A wide range of abiotic and biotic factors may influence the efficacy of biocontrol and logically, variability in field efficacy of biocontrol is often attributed to environmental variability (Nicot et al. 2011). A seldom-considered hypothesis could also be that some variability in biocontrol efficacy might result from differences in the susceptibility to biological control agents among the naturally occurring populations of the pathogens. A few reports have pointed to the possibility that plant pathogens could possess or develop reduced susceptibility to biocontrol agents (Bardin et al. 2015). Although information is lacking about the strain of P. minitans used in the commercial product Contans®, variability was reported for the pathogenicity of two P. minitans strains from the UK to different isolates of S. sclerotiorum and S. trifoliorum (Turner and Tribe 1976). In this study sclerotia were inoculated, placed at the surface of wet sand in trays and incubated for several weeks in humid conditions. The sclerotia were then periodically assessed visually for symptoms of infection by P. minitans and the numbers of symptom-showing sclerotia were recorded. Interestingly, the authors also observed the development of fungus gnat larvae on some of the sclerotia, and the possible role of these insects in the biocontrol of S. sclerotiorum was later formally investigated (Anas and Reeleder 1988; Gracia-Garza et al. 1997). Although the infection study of Turner and Tribe did not allow for statistical analyses, and the experimental conditions did not exclude a possible interference of different biotic factors with mycoparasitism, their results suggest that intrinsic differences in susceptibility to P. minitans may exist among isolates of S. sclerotiorum.

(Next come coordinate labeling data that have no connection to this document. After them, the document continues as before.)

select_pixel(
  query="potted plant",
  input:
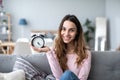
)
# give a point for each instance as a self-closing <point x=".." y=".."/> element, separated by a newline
<point x="89" y="30"/>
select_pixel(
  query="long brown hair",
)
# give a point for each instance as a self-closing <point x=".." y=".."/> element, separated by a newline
<point x="79" y="43"/>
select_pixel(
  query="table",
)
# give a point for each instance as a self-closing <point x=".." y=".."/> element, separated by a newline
<point x="7" y="47"/>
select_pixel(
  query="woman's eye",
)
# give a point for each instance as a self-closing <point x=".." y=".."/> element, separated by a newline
<point x="72" y="30"/>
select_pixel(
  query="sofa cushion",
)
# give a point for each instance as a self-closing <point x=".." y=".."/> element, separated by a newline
<point x="19" y="74"/>
<point x="31" y="72"/>
<point x="105" y="65"/>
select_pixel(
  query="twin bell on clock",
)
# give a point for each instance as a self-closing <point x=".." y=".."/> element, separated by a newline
<point x="37" y="40"/>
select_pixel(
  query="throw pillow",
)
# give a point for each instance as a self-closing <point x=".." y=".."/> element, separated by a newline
<point x="30" y="71"/>
<point x="19" y="74"/>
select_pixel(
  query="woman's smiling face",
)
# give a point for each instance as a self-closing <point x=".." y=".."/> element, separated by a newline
<point x="68" y="32"/>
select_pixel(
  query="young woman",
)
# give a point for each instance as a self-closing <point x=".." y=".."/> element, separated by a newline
<point x="70" y="59"/>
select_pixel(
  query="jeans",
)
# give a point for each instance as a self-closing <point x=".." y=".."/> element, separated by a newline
<point x="69" y="75"/>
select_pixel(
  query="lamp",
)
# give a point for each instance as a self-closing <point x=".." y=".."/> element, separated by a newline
<point x="23" y="23"/>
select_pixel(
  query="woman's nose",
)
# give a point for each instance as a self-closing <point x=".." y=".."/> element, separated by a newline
<point x="66" y="32"/>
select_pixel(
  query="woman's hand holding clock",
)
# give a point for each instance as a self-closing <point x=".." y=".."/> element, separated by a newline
<point x="38" y="42"/>
<point x="43" y="49"/>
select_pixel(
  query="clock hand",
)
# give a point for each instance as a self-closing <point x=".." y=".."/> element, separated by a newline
<point x="38" y="43"/>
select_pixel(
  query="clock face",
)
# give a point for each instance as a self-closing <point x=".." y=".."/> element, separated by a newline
<point x="38" y="42"/>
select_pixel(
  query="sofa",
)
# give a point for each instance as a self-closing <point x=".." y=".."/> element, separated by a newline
<point x="105" y="64"/>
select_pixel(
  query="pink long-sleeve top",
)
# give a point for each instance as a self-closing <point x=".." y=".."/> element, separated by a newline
<point x="82" y="71"/>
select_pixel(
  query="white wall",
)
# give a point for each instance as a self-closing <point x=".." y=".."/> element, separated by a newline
<point x="113" y="14"/>
<point x="47" y="14"/>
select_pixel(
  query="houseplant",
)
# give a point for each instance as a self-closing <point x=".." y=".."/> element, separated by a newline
<point x="89" y="30"/>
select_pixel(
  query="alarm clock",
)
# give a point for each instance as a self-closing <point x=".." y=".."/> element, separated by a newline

In order to better understand the regional differences in the field efficacy of biocontrol against S. sclerotiorum in France, the objectives our study were (i) to evaluate and quantify the variability in susceptibility to P. minitans among a large sample of S. sclerotiorum isolates collected from different regions of France and (ii) to test the hypothesis that isolates in the North may be more susceptible than those in the South of France. For this, we used a standardized quantitative in vitro assay developed in preliminary study to assess the susceptibility of S. sclerotiorum to P. minitans under axenic conditions (Nicot et al. 2016).

Materials and methods

Isolates of S. sclerotiorum and production of sclerotia

A total of 75 isolates of S. sclerotiorum were used in the present study. They belong to a core collection of isolates characterized for their genetic diversity in earlier work (Leyronas et al. 2018). They originated from sclerotia collected on diseased plants in commercial fields from several regions of France (Table 1). Upon reception in our laboratory the sclerotia were systematically surface-disinfested with 5% sodium hypochlorite (three minutes, followed with three rinses in sterile water), plated on Potato Dextrose Agar medium (PDA) and incubated in a growth chamber at 21 °C under fluorescent light (162 μmol s−1 m−2; 10 h photoperiod) to stimulate myceliogenic germination. The resulting colonies were subjected to single-hyphal tip isolation as described by Lehner et al. (2016). The isolates were then stored at −20 °C.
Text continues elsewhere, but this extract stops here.